CG38535 - The charge on the settlor - TCGA92/S86
TCGA92/S86(4)
The trustees’ gains are charged on the settlor in the year in which they accrue to the trustees. This is commonly described as attributing the trustees’ gains. If the trustees make a loss that is not attributed to the settlor but is carried forward to be set against the trustees gains of the following year.

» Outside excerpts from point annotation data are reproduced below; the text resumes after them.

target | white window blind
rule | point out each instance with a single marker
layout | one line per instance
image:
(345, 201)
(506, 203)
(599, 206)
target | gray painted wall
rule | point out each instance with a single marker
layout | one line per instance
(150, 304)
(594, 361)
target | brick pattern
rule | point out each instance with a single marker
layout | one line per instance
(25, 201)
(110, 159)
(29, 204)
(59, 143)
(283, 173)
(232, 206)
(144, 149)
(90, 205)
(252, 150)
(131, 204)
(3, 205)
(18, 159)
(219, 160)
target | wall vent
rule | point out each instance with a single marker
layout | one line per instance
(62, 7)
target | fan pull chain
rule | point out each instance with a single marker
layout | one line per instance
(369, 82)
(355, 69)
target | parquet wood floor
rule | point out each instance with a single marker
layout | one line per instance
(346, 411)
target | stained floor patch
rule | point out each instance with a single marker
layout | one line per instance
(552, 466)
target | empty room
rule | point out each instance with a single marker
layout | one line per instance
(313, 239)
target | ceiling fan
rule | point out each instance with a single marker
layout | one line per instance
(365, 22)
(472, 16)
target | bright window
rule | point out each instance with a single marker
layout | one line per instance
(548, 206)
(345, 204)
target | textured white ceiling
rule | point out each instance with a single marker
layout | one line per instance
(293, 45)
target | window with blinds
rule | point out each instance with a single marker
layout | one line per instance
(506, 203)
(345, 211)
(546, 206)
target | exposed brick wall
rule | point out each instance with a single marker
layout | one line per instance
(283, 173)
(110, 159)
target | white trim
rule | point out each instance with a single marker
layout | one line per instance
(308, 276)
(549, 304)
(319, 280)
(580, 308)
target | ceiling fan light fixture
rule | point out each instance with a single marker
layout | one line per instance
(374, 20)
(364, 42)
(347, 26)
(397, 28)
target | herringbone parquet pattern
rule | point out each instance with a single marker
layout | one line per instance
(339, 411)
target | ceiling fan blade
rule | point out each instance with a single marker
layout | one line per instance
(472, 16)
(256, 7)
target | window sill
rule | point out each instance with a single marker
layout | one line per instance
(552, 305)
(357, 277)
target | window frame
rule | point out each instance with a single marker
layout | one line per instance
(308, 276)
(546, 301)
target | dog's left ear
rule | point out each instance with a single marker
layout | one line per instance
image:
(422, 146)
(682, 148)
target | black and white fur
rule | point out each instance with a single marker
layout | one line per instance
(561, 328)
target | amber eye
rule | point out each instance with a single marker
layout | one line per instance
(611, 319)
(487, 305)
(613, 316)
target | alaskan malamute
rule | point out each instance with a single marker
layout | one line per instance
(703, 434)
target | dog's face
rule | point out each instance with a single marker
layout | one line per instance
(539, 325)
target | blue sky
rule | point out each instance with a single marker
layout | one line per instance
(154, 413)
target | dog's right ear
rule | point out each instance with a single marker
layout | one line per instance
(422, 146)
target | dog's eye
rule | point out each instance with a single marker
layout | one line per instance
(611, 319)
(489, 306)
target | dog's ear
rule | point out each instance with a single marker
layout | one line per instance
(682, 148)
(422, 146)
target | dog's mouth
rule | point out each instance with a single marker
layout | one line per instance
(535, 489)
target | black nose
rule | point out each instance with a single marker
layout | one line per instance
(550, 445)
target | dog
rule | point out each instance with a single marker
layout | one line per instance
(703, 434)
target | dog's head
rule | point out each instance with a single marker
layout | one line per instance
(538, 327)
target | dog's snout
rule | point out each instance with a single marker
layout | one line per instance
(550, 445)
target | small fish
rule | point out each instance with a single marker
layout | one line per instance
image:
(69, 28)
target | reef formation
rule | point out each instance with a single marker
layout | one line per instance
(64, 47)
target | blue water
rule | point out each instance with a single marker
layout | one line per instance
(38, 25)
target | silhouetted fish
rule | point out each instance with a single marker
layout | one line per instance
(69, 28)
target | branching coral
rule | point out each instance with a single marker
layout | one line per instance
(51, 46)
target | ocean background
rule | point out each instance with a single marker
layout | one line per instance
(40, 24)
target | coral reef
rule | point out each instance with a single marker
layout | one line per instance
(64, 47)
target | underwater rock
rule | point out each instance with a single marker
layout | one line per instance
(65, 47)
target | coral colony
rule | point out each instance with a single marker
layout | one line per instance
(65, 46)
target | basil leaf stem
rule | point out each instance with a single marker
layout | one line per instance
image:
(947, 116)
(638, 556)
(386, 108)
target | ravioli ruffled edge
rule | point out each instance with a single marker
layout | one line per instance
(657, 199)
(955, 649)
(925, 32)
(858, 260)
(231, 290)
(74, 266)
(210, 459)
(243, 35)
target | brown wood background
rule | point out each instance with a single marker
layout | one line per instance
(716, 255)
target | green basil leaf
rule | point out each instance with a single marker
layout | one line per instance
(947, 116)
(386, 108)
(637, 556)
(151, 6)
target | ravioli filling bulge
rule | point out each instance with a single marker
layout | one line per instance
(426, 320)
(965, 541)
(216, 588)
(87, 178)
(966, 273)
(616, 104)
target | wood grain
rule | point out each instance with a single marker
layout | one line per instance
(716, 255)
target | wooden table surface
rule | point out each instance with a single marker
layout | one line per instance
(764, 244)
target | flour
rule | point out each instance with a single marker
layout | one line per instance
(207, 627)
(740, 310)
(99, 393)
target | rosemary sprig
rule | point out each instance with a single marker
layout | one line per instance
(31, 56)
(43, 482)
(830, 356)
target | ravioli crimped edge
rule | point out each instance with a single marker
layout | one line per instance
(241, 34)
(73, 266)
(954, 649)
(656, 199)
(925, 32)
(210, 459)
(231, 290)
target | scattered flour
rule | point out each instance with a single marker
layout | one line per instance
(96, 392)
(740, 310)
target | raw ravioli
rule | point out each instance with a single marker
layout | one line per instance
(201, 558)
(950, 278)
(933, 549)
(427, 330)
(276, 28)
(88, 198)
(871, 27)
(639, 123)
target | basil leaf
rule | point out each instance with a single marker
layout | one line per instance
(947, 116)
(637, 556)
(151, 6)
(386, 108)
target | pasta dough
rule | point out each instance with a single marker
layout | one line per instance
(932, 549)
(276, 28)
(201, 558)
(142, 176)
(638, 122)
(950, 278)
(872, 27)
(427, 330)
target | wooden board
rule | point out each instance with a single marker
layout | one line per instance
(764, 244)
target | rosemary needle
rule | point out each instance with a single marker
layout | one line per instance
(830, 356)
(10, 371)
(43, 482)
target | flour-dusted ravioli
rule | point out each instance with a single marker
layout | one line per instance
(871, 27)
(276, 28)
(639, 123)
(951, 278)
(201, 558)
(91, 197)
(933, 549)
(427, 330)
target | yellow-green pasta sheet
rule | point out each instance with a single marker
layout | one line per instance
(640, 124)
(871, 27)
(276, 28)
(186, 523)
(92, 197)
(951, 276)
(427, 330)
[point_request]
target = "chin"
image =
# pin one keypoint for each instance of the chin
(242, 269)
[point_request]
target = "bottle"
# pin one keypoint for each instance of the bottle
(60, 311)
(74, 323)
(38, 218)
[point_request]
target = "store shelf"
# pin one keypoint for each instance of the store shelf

The attributed gains are treated as the top-slice of the settlor’s gains. This is relevant because the settlor can recover any s86 tax paid from the trustees, CG38540. If the settlor pays Capital Gains Tax at both the lower rate and the higher rate, see CG10245, it is necessary to distinguish the tax paid on s86 gains from tax paid on other gains. This means that the settlor’s annual exempt amount and any personal losses are set first against their other gains. The personal losses are allocated pro-rata if the settlor has attributed gains from more than one settlement and the losses are not sufficient to cover all the gains.
2010-11
When the rate of Capital Gains Tax changed in 2010-11 for that year all section 86 gains were taxed at 18% whether they accrued before or after 22 June 2010, F(No2)A2010/Sch1/para21.
Split-year
TCGA92/S86(4)(a)
If the year is a split-year for the settlor any section 86 gain is treated as accruing in the UK part of that year. In effect split-year treatment does not apply to section 86 gains. See RDRM12000 onwards for guidance on split-years.
Temporary non-residence
See CG38550 if the settlor is charged under TCGA92/S10A* on section 86 gains that accrued during a period of temporary non-residence. Relief is given if any of those gains have also been taxed under section 87 because the trustees have made capital payments to UK resident beneficiaries.
*This section was re-written for disposals from 6 April 2019 see CG10150.